De rechter doet de zaak uitroepen.
De verdachte is in de zaal van de zitting aanwezig.
De rechter spreekt het vonnis uit en geeft de verdachte kennis dat zij daartegen binnen 14 dagen hoger beroep kan instellen.
Waarvan proces-verbaal, vastgesteld en getekend door de rechter en de griffier.
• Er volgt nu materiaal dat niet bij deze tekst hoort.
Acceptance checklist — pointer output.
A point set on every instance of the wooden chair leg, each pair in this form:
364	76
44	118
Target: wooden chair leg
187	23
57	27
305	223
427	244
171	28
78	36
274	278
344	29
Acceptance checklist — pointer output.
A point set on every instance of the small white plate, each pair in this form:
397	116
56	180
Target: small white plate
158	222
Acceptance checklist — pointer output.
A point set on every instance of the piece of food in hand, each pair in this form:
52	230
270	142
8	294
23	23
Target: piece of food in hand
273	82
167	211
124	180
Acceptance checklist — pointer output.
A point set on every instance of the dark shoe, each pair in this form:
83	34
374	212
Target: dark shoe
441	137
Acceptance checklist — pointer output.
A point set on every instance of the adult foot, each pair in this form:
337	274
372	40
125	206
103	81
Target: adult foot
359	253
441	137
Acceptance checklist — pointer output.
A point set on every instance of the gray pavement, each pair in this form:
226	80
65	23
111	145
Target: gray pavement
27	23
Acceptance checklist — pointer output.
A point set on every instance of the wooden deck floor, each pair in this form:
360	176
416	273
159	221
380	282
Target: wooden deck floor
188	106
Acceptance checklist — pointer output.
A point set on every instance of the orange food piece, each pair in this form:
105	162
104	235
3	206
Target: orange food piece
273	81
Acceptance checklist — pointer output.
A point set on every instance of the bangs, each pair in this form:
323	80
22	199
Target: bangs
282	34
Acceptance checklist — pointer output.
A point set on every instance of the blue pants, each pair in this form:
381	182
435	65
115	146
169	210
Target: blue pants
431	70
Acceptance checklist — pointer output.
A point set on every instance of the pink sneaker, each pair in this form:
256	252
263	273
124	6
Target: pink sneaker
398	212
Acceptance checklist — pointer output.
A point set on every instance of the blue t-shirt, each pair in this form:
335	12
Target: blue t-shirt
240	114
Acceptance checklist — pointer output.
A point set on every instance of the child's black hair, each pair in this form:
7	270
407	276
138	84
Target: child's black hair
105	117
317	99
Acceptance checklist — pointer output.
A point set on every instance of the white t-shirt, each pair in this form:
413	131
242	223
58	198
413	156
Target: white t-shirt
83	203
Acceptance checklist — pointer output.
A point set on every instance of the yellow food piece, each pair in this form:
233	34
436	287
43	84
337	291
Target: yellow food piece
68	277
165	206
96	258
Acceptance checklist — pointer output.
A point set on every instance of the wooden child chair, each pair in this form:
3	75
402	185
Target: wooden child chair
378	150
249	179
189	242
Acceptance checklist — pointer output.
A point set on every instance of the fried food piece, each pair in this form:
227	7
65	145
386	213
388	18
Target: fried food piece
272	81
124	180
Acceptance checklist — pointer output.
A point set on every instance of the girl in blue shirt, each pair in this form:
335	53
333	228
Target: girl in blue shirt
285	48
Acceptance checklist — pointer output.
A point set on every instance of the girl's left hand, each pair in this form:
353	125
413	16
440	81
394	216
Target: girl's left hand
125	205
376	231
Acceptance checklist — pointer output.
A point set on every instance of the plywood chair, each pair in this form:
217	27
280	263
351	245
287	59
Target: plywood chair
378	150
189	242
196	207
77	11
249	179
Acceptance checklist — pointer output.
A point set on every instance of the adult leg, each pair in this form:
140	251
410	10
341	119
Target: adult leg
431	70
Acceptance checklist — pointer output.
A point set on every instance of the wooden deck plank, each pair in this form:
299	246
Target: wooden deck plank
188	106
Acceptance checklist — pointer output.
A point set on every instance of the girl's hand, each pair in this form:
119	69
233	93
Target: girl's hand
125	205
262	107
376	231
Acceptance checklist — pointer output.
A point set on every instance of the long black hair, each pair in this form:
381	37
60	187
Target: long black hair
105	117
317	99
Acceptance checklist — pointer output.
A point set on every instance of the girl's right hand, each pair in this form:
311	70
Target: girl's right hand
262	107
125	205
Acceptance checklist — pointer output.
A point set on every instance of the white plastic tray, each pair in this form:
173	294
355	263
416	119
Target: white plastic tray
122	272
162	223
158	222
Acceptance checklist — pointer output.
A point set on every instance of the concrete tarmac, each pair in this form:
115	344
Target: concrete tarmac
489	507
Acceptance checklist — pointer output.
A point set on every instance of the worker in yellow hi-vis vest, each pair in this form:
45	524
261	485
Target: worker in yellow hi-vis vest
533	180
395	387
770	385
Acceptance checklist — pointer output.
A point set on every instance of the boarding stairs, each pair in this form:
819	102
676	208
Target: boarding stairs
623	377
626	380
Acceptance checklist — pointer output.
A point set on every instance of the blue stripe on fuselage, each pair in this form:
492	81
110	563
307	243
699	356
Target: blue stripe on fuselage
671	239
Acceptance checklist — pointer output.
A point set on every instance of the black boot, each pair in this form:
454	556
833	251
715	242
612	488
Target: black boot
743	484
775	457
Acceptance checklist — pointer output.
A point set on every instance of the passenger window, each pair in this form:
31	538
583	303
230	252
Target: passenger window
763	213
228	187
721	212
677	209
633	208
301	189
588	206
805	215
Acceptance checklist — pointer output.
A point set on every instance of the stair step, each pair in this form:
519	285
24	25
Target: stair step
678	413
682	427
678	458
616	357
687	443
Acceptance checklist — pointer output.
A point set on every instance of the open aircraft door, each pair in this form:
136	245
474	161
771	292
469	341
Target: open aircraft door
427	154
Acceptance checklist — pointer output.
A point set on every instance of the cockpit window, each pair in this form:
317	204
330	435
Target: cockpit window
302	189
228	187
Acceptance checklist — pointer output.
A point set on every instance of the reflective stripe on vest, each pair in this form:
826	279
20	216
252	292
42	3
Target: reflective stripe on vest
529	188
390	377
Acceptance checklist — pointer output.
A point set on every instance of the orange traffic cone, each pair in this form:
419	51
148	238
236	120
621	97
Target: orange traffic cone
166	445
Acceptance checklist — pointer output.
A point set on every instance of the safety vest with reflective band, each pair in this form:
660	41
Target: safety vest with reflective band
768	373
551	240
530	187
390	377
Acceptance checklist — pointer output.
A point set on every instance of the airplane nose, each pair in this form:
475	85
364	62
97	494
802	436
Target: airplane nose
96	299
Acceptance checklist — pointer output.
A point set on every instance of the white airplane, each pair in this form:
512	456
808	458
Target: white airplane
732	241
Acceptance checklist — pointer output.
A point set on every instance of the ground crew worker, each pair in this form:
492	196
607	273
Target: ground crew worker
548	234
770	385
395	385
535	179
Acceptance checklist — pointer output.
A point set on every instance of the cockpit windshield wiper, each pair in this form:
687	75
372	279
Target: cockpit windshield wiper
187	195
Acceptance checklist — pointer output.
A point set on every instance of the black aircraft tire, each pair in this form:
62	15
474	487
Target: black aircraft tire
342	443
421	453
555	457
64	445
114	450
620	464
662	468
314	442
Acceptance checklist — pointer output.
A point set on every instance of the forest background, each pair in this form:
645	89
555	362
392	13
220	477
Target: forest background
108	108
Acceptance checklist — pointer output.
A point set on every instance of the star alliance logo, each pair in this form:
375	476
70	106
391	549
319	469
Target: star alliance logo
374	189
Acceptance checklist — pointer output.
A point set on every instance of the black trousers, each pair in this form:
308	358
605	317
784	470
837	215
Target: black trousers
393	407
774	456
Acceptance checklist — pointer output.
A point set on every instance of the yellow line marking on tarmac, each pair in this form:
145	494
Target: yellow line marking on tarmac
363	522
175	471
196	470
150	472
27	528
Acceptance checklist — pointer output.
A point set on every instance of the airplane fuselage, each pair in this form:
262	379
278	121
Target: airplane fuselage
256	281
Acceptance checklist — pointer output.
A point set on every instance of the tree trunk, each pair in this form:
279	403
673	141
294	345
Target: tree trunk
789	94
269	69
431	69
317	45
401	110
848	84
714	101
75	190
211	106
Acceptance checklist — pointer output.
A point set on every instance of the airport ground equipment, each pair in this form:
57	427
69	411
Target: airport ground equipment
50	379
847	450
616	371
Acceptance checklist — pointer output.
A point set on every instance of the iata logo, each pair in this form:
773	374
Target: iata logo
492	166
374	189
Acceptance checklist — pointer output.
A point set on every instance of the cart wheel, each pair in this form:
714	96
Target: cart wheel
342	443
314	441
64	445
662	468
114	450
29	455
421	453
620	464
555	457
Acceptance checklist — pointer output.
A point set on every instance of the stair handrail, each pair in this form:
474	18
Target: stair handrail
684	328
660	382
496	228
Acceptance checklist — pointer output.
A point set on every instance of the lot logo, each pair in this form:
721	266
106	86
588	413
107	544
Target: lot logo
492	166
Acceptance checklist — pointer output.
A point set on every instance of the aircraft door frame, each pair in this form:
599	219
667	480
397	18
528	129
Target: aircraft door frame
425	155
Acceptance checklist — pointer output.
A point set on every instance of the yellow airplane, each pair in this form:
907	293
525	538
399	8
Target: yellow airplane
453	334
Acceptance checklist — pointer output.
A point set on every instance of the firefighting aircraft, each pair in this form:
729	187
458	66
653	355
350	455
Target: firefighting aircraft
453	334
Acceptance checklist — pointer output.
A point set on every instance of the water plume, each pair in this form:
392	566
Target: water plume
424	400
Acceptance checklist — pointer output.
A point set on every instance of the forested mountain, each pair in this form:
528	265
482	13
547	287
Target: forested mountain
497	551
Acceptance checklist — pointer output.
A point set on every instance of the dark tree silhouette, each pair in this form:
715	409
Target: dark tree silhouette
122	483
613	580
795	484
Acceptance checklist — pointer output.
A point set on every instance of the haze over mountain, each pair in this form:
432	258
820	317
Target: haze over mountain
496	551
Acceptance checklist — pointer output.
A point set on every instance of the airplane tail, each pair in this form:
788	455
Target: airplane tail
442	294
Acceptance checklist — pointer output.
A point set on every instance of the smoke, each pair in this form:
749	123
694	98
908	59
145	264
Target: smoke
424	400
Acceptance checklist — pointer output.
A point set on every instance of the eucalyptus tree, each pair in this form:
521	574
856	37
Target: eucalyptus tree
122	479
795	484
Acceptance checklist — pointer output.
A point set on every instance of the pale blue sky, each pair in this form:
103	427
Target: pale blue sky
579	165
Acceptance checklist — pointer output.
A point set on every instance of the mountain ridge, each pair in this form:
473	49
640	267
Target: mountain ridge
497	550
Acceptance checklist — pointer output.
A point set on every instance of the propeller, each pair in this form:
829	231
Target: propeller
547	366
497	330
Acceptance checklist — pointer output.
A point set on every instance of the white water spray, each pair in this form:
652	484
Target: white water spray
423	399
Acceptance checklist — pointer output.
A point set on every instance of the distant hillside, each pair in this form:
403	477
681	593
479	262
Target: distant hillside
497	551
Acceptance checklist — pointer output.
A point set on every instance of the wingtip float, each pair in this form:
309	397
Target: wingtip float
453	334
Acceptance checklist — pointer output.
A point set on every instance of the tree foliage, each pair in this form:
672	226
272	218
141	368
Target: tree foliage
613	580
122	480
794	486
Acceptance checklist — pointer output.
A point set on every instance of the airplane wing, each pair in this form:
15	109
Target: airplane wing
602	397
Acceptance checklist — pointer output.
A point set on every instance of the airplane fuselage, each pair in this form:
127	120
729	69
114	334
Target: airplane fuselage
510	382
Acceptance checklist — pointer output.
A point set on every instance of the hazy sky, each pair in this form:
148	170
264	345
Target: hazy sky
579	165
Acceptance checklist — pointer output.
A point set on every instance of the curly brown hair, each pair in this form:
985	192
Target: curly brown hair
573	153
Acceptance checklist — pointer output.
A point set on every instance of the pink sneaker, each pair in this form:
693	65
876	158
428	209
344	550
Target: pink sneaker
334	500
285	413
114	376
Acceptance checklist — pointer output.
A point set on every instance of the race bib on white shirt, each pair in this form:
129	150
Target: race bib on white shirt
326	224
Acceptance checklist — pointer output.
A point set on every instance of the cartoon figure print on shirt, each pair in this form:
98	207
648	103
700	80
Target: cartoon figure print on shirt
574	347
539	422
Raadsman mr. R. Gijsen, advocaat te Maastricht.

Voetnoten

1.De vindplaatsvermeldingen, voorkomend in de hierna opgenomen bewijsmiddelen en de motivering van de bewezenverklaring, verwijzen naar de doorlopende paginanummering in de voor eensluidend afschrift gewaarmerkte kopie van het in de wettelijke vorm door daartoe bevoegde verbalisanten van Politie Eenheid Limburg opgemaakte proces-verbaal, genummerd 2013081964 d.d. 23 oktober 2013 en de als bijlagen daarbij gevoegde schriftelijke bescheiden, welke alle wettige bewijsmiddelen zijn als bedoeld in artikel 344, eerste lid jo artikel 339, eerste lid onder 5º van het Wetboek van Strafvordering.
2.Proces-verbaal van aangifte namens [JM] d.d. 31 juli 2013, bladzijde 23, 24.
3.Proces-verbaal van bevindingen van Hogenboom d.d. 11 september 2013, bladzijde 26, 27.